Let $A$ be an invertible $n\times n$ matrix, and let $B$ be another $n\times n$ matrix, both over some field $k$. I guess $k$ should be algebraically closed, just so I can split polynomials. Let $\lambda\in k$. We are interested in the matrix
$$ A+\lambda B,$$
and in particular whether it is invertible.
Treating $\lambda$ as a variable, it's clear that $f(\lambda)=\det(A+\lambda B)$ is a polynomial of degree at most $n$. Since $f(0)\neq 0$, $f$ is not the zero polynomial, and therefore there are at most $n$ values of $\lambda$ for which $A+\lambda B$ is non-invertible. In fact, it is easy to see that there are at most $\mathrm{rank}(B)$ such values by change of basis. It is not hard to give constructions that show that all values between $0$ and $\mathrm{rank}(B)$ can occur.
My interaction with this problem comes from bilinear forms, where an alternating form on a vector space was a linear combination of two, one of rank $56$ and the other of rank $12$. Because my form came from points on a $1$-dimensional torus, I knew that there was exactly one value of $\lambda$ which yielded a form with a radical, i.e., a non-invertible matrix.

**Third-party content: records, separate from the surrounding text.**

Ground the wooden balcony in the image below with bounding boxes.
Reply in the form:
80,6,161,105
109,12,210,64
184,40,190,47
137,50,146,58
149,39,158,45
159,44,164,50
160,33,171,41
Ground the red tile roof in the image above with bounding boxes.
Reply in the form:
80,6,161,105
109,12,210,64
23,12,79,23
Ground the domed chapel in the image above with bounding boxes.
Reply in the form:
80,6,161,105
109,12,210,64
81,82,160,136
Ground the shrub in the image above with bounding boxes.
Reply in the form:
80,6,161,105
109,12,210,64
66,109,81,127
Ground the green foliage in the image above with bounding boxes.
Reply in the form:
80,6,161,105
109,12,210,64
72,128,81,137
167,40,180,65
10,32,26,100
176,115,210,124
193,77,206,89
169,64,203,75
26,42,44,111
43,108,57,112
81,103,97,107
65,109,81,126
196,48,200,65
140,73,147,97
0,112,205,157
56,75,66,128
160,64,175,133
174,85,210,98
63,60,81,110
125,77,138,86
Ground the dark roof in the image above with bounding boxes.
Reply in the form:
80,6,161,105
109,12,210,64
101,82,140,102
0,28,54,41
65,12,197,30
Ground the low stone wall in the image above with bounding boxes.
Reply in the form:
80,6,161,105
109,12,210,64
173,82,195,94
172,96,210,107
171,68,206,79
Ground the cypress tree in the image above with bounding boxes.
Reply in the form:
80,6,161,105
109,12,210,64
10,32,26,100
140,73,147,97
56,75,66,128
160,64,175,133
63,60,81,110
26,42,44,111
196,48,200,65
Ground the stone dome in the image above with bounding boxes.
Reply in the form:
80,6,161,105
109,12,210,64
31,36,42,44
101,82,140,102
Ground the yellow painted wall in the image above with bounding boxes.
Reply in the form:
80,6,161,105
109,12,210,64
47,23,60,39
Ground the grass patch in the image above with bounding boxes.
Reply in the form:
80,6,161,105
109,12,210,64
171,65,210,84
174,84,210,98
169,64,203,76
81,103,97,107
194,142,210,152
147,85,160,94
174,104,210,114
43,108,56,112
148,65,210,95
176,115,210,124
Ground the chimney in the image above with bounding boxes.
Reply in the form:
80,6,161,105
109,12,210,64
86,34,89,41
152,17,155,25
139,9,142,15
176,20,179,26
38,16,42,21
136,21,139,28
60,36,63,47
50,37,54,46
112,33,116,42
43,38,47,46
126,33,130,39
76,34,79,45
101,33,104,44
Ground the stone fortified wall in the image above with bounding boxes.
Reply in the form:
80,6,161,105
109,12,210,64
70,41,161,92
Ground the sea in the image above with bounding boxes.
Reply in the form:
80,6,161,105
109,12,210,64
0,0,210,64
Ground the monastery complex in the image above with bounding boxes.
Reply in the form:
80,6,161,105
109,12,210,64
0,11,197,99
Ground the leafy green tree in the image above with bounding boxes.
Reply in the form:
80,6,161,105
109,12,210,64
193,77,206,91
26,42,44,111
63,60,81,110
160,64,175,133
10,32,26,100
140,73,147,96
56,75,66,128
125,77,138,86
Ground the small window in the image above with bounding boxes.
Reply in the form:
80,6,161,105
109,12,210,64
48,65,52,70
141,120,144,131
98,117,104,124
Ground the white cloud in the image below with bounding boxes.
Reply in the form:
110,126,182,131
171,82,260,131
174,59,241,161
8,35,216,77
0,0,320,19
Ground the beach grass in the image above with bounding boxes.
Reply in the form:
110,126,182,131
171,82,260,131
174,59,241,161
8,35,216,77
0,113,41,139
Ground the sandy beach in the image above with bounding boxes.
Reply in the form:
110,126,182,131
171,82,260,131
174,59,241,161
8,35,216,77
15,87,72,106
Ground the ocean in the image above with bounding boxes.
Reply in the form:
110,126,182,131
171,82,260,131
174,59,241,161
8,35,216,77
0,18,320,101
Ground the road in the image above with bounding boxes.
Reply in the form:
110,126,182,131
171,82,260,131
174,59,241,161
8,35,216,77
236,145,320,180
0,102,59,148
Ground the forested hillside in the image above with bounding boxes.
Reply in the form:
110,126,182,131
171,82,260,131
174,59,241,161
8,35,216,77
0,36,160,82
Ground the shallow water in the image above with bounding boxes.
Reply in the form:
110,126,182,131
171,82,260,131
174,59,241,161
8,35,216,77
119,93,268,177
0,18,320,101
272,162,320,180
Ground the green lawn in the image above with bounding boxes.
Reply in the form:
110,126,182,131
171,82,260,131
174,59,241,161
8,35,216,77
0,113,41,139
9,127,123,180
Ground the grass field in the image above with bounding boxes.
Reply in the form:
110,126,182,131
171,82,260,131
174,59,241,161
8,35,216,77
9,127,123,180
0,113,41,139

I came to the conclusion that $B$ in this case must be very special. In particular, I guessed that the collection of all $B$ such that $f(\lambda)$ does not have $n$ distinct roots is small, probably Zariski closed.
So my questions are:
Is this true?
and
Is this obviously true or false?
My third, softer, question, is
Is this sort of thing well-known/previously looked at?
Of course one obvious case where it is looked at is where $B=-I_n$, as this is the characteristic polynomial! If it is looked at more generally, my guesses would be in analysis, if $k=\mathbb{R}$, or perturbation theory for small $\lambda$.
(For $A=I_n$ the answer is clear, as it is all matrices $B$ with distinct eigenvalues.)
Best Answer
The question of whether $A + \lambda B$ is invertible is known as the generalized eigenvalue problem. It is indeed well studied.
To your first two questions: the answer is yes. Note that in the "generic case", $B$ is invertible, which means that $$ \det(A + \lambda B) = \det(B)\det(AB^{-1} + \lambda I). $$ In this case, we find that for a "generic" choice of $A$, $AB^{-1}$ will have $n$ distinct eigenvalues.